Location
- Samayapuram, Trichy, Tamil Nadu India 10°56′02″N 78°44′49″E﻿ / ﻿10.9340070°N 78.7469416°E

Information
- Type: Coeducation
- Motto: சிந்தனையில் மாற்றம்.
- Established: 2006
- School district: Trichy
- Principal: Mr. Thulasithasan
- Grades: From Grade LKG to Grade 12
- Campus size: 52 acres
- Website: https://www.srvschoolstrichy.org/matric

= SRV Matriculation Higher Secondary School, Samayapuram =

SRV (known as Smart Resourceful Vibrant) is a co-educational school located in Samayapuram near the city of Trichy in the Indian state of Tamil Nadu. It opened in 2006 and possesses a 50-acre campus. The school comes under the aegis of the Sri Vigneswara Educational Trust, Rasipuram. This school runs under Tamil Nadu State Board Syllabus and is especially noted for securing high marks in Board Exams.

== Curriculum ==
This school adopts the "Rote learning system" in 11th and 12th grades. This school often conducts programmes for students to improve their moral life. This school follows "CAT (Class Assessment Test)" for Board Exam attending classes. This school also conducts NEET and JEE-Main full time courses affiliated to pinnacle classes Services.

== Boarding Facilities ==
- SRV Samayapuram provides one of the top notch boarding facilities in Tamil Nadu. The hostel environment is peaceful and spacious with 2 hostels each for girls and boys. Their mess facility allows at least 1000 students to sit an enjoy tasty meals at the same time.
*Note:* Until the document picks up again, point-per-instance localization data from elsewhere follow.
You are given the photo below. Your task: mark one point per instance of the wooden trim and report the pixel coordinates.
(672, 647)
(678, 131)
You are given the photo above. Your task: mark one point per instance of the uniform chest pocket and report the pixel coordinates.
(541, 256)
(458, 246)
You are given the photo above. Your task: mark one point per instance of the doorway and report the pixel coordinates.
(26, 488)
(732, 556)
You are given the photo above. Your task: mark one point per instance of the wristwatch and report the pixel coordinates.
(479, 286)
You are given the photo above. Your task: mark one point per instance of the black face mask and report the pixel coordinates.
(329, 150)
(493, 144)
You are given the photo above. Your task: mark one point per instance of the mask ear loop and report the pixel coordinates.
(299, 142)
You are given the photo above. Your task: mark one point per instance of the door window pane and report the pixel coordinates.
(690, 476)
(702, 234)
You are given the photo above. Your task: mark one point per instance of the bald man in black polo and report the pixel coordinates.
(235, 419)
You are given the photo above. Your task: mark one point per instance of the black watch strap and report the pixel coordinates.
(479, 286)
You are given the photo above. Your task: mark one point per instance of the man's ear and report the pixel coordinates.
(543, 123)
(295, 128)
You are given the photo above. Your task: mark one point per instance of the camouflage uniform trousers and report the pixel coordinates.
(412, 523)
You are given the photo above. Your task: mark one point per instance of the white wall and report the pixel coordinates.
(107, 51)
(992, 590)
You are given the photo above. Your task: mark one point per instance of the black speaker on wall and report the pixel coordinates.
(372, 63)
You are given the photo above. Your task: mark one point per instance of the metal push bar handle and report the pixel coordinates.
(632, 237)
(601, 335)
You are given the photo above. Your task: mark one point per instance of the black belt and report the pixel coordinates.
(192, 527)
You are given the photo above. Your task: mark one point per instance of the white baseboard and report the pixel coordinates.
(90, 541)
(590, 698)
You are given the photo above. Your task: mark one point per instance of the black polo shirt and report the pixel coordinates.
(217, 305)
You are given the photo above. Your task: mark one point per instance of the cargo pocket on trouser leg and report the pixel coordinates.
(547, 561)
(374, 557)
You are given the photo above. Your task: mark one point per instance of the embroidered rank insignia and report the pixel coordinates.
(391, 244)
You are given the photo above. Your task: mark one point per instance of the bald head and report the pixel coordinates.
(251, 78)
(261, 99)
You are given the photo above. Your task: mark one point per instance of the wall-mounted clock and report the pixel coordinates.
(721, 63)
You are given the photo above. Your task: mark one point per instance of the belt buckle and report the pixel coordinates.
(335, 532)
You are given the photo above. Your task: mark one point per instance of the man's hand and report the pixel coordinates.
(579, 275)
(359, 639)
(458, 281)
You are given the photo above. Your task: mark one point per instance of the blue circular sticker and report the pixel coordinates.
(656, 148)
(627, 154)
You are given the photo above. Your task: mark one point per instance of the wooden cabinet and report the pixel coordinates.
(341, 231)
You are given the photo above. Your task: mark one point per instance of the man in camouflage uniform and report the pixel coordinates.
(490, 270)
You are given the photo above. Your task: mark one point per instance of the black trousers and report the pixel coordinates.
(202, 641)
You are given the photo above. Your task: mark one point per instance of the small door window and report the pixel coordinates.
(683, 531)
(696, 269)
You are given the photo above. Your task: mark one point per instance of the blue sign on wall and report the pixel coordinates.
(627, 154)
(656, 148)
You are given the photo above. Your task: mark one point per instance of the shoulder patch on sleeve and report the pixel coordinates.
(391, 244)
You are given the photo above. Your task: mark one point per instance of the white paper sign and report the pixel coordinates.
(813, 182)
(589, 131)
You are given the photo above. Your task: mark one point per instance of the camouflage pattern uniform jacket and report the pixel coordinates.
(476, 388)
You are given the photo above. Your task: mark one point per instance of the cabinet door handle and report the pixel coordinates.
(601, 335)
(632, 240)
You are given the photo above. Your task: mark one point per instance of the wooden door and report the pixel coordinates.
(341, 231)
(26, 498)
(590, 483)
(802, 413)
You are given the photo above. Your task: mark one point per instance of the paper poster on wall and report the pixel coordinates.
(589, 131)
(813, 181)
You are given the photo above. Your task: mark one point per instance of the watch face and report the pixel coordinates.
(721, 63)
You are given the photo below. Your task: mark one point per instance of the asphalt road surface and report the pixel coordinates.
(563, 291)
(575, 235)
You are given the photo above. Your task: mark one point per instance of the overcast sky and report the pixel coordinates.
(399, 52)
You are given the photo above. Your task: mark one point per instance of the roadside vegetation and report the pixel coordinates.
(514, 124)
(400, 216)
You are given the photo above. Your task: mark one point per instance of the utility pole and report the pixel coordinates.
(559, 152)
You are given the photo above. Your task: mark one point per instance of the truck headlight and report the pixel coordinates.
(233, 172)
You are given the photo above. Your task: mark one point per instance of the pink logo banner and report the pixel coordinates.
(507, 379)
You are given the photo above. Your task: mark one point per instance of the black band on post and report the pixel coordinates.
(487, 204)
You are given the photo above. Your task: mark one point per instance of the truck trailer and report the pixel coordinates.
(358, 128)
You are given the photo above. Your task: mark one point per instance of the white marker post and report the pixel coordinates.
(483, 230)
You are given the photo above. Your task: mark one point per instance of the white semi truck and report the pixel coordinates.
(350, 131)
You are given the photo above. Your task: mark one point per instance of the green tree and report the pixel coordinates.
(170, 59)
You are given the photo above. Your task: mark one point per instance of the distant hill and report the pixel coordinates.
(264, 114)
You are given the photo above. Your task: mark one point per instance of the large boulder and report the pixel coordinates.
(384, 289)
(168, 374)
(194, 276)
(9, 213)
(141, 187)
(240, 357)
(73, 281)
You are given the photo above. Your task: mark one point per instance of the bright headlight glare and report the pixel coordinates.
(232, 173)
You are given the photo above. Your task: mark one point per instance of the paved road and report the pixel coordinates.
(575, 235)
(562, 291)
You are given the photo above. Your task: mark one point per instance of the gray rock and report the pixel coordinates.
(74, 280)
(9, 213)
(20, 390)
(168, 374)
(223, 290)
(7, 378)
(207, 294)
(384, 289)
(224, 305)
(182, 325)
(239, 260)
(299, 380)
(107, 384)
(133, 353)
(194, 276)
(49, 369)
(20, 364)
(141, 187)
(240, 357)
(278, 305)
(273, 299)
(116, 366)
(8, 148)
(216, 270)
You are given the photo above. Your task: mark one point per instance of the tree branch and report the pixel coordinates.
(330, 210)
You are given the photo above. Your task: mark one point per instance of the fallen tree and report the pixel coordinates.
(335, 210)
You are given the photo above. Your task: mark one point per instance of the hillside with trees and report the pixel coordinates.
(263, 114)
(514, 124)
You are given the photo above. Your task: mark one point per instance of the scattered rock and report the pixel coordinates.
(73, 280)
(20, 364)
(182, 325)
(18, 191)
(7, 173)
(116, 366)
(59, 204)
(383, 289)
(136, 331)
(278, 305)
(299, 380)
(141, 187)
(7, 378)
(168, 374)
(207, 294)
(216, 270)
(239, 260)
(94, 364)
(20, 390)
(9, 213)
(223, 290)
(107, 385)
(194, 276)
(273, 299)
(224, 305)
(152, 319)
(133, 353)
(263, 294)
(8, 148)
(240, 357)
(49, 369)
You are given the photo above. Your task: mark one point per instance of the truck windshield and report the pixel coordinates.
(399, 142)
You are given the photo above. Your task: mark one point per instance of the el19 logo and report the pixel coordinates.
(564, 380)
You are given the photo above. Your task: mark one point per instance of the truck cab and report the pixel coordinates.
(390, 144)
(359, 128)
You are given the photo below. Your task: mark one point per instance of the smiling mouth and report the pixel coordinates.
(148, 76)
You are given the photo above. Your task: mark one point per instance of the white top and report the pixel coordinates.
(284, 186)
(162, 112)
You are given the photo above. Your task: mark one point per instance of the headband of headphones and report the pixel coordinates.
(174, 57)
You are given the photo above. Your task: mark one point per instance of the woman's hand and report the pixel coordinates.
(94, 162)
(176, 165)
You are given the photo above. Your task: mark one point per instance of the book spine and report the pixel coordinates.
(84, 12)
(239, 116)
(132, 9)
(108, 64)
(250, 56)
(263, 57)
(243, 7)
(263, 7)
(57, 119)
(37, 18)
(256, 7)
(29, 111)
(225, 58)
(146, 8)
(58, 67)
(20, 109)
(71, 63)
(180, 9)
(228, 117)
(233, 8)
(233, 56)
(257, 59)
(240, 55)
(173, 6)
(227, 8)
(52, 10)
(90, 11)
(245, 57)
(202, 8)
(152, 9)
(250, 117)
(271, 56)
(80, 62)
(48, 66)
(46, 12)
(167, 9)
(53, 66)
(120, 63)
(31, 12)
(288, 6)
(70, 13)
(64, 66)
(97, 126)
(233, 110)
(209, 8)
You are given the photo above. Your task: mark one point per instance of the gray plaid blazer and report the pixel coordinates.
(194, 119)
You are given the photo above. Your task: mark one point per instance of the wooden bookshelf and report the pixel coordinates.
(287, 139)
== Extra-curricular activities ==
- This school publishes SRV Times Monthly Newsletter.
- This school organises a weekly leadership programme for students of higher classes for their career guidance.
- The school has many associate directors in order to encourage culturals and non-academic activities in students.
- The school encourages the students to participate in all cultural events in and around the city.
- This school also conducts a vibrant leadership program conducted by the HRD (Human Resource Development) Department of the school.